It was a tale of two halves for Roy Oswalt in 2008. Before the All-Star break, Oswalt suffered from injuries (strained abductor muscle, hip injury) and a bad case of gopheritis. But in the second half he was one of the top pitchers in baseball. Oswalt was 7-8 with a 4.56 ERA with 18 HRs in 116.1 IP in the first half. But he was 10-2 with a 2.24 ERA with five HRs in 92.1 IP after the break.
Oswalt reversed a three-year trend of declining K/9 rates, posting a 7.12 rate. Additionally, his BB/9 and WHIP rates were nearly identical to his career rates. On the flip side, Oswalt posted the second-highest HR/FB rate of his career at 12.7 percent. The only thing that saved him was that he allowed the fewest fly balls of his career. Oswalt’s 29.2 percent FB% ranked 14th in the majors last season.
What can we expect in 2009? Oswalt’s Marcel projection, which regresses to the mean and uses an age factor, has him failing to reach 200 innings for the first time since his injury-plagued 2003, a 3.65 ERA, which would be the highest mark of his career, and the fewest strikeouts of the last five seasons. This seems a tad pessimistic.
Once Oswalt got over his injury problems, he was a completely different pitcher. The only way his Marcel projection makes sense is if Oswalt battles injuries again throughout the year, certainly a possibility given his injury history. He has endured wrist, groin, foot and hip injuries (among others) throughout his career. But he has also topped 30 starts in six of his seven full seasons in the majors.
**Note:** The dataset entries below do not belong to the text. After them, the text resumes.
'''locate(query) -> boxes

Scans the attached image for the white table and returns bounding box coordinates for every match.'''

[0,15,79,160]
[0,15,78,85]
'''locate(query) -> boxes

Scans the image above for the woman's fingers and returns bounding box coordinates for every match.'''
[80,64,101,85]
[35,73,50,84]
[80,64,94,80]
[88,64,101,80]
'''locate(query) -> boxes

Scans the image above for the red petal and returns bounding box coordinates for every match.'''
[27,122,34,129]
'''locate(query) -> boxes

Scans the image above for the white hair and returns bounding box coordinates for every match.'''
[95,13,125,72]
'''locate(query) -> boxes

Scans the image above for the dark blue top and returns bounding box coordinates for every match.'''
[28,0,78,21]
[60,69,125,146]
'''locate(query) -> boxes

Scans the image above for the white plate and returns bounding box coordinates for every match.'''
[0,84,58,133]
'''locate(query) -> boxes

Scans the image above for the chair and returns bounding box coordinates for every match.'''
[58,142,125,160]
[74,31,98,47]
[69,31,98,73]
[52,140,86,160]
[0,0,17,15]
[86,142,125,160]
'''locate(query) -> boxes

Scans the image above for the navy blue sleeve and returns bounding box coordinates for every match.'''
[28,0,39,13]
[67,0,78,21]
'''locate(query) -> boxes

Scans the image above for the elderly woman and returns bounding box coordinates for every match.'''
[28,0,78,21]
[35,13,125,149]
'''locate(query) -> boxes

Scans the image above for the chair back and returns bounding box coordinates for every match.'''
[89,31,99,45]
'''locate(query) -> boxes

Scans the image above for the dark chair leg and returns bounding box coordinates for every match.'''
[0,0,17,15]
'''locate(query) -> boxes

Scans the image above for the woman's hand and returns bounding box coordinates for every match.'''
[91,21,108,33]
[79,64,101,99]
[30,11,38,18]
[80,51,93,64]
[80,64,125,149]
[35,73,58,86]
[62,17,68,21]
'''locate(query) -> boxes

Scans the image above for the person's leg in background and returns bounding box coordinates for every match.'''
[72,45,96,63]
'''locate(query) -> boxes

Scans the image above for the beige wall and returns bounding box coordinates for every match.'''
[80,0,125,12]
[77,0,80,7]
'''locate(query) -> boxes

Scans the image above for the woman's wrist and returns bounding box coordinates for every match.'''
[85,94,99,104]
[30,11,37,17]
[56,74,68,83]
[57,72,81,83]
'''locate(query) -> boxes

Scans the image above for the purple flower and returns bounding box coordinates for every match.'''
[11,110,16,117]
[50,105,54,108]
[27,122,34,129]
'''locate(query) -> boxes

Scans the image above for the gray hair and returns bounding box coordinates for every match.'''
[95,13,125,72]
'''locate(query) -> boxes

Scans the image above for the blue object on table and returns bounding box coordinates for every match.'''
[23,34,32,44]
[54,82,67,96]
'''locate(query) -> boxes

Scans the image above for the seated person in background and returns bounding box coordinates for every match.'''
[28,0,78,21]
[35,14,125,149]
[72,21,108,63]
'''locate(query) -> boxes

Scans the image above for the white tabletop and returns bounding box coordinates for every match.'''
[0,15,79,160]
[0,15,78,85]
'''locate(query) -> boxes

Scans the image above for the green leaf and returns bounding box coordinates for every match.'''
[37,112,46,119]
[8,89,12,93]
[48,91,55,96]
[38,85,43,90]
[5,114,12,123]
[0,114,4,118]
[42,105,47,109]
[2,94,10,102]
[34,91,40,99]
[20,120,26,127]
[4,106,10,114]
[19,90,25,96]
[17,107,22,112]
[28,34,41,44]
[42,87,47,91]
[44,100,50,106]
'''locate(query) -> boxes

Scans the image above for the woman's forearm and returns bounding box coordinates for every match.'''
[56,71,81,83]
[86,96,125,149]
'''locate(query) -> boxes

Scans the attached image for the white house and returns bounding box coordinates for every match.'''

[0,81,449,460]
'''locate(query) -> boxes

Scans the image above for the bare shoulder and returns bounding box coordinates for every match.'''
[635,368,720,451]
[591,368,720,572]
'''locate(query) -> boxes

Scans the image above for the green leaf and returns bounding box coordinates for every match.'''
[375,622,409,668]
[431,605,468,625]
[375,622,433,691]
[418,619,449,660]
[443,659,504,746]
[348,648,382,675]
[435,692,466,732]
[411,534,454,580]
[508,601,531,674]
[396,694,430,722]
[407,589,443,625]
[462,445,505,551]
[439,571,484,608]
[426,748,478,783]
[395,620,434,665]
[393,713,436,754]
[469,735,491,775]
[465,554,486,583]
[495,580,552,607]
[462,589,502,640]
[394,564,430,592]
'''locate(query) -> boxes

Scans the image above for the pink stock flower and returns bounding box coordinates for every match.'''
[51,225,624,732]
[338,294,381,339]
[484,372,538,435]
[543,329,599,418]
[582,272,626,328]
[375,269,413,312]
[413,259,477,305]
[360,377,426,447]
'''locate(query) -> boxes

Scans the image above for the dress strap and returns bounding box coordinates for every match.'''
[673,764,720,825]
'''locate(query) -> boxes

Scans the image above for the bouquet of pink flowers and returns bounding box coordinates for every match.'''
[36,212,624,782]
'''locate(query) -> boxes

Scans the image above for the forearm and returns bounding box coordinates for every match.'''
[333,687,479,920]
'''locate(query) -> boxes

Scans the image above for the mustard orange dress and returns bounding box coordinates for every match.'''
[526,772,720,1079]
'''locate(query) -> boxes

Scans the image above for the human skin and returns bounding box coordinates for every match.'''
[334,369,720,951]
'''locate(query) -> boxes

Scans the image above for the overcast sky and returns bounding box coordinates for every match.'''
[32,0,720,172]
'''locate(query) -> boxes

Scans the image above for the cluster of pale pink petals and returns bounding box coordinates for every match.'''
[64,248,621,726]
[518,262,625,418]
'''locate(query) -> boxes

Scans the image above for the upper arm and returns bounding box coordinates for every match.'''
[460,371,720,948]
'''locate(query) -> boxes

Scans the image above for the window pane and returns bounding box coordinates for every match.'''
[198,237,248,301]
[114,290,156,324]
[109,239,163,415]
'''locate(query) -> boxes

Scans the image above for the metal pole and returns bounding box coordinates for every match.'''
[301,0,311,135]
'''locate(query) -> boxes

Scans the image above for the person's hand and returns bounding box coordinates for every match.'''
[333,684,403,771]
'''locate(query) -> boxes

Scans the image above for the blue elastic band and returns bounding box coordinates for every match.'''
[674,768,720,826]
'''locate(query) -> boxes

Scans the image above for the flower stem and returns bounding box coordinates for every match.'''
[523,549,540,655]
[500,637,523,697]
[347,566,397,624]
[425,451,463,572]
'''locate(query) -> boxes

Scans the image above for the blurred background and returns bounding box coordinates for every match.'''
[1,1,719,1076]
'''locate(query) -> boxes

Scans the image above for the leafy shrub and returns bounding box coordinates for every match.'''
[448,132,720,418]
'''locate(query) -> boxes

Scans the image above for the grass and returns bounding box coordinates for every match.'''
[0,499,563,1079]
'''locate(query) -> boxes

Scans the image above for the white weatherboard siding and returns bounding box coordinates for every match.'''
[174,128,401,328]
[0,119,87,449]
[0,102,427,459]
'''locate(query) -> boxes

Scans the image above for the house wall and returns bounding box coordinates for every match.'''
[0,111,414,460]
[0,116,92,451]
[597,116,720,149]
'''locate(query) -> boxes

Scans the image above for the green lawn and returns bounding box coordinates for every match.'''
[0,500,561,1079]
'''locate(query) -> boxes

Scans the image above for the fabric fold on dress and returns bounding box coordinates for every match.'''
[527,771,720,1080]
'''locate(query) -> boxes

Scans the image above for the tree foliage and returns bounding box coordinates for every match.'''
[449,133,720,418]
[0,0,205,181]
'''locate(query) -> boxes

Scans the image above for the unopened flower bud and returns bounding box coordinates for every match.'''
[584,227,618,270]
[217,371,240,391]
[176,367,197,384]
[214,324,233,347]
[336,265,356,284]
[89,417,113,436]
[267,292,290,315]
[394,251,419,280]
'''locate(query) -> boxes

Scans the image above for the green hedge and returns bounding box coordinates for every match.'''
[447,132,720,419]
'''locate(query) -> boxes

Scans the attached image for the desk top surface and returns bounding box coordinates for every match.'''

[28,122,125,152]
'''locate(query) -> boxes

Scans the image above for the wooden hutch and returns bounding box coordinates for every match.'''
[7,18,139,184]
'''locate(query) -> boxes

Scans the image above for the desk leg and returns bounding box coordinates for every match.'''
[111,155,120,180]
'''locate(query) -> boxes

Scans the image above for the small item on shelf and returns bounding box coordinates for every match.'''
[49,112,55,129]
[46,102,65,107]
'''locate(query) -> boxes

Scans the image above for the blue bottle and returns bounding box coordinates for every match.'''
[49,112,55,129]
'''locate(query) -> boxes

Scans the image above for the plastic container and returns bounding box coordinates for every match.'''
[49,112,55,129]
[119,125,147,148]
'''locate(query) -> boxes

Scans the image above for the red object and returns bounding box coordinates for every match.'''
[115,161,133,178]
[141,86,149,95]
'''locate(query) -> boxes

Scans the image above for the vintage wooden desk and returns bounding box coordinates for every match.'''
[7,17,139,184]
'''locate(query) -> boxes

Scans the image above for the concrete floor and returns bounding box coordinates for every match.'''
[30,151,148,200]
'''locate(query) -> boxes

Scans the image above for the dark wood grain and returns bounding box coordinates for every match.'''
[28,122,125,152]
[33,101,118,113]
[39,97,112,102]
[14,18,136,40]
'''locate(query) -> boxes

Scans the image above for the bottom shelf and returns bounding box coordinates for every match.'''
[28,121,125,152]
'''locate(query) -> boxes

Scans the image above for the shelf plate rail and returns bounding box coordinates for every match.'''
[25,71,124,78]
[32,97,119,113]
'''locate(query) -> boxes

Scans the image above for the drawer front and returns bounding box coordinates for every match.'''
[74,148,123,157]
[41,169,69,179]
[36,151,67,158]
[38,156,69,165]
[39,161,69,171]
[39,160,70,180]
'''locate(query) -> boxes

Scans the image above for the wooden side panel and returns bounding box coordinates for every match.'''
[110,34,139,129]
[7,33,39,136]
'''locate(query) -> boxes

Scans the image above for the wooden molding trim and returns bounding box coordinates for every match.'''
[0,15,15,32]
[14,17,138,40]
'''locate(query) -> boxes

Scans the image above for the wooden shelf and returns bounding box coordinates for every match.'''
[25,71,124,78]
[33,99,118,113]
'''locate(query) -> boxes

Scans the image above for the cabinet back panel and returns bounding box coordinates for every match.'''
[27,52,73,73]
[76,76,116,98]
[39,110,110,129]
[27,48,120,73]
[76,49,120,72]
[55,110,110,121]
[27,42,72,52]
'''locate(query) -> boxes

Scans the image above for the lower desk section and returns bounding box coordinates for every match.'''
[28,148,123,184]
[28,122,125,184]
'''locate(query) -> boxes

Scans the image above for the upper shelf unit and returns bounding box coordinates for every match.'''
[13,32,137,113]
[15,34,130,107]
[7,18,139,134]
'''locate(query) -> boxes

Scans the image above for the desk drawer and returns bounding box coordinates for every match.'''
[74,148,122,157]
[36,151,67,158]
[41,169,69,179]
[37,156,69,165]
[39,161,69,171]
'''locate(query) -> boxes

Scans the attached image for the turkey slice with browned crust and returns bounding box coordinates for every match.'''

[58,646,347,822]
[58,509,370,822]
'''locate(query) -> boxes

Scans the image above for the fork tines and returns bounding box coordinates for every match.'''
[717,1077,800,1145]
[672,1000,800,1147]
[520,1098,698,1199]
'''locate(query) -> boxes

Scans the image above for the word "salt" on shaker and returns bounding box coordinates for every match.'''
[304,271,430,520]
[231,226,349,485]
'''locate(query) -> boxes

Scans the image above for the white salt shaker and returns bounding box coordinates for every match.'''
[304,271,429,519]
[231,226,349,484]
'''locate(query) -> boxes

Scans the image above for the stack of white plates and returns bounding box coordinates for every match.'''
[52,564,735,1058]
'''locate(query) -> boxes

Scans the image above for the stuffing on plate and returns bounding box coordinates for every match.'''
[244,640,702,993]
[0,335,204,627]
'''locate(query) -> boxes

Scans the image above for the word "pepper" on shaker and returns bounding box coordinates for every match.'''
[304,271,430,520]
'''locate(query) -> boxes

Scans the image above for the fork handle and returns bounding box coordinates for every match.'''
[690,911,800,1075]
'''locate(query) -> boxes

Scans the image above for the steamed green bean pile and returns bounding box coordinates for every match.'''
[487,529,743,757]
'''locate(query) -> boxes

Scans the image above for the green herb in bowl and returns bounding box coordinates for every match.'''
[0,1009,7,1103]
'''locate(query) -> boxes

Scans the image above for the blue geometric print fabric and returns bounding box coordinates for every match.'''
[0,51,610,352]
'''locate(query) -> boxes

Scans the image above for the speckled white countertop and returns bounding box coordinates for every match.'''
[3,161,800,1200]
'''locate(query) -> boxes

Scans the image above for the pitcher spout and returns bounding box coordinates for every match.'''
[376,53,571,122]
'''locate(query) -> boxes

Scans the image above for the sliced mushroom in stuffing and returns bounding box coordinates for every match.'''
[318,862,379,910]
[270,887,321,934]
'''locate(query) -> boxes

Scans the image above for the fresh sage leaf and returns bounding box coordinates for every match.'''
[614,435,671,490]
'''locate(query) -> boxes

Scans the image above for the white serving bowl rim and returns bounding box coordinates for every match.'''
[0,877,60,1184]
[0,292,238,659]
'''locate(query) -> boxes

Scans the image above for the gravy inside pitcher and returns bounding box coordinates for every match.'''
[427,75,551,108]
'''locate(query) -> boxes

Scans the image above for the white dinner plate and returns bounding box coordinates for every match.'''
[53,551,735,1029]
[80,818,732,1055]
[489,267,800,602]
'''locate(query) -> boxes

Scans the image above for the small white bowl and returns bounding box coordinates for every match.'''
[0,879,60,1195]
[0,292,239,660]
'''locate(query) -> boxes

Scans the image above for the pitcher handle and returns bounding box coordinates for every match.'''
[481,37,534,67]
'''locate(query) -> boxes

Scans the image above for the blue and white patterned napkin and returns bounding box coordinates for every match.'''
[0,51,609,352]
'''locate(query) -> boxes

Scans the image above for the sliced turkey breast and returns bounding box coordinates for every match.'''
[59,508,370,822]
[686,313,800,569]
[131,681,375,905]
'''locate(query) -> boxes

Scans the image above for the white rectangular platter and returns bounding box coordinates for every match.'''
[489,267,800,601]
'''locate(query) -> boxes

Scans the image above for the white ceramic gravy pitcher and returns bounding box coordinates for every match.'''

His velocity has been unchanged the past few years and he is one of the top groundball pitchers in the majors. Oswalt’s 2008 HR rate seems like an injury-related thing, especially since he allowed 0.49 HR/9 when he was healthy after the break. Oswalt’s upside is as a top-10 pitcher. Because of his injury history, one should downgrade him somewhat. But nowhere near where his Marcel projection rates him.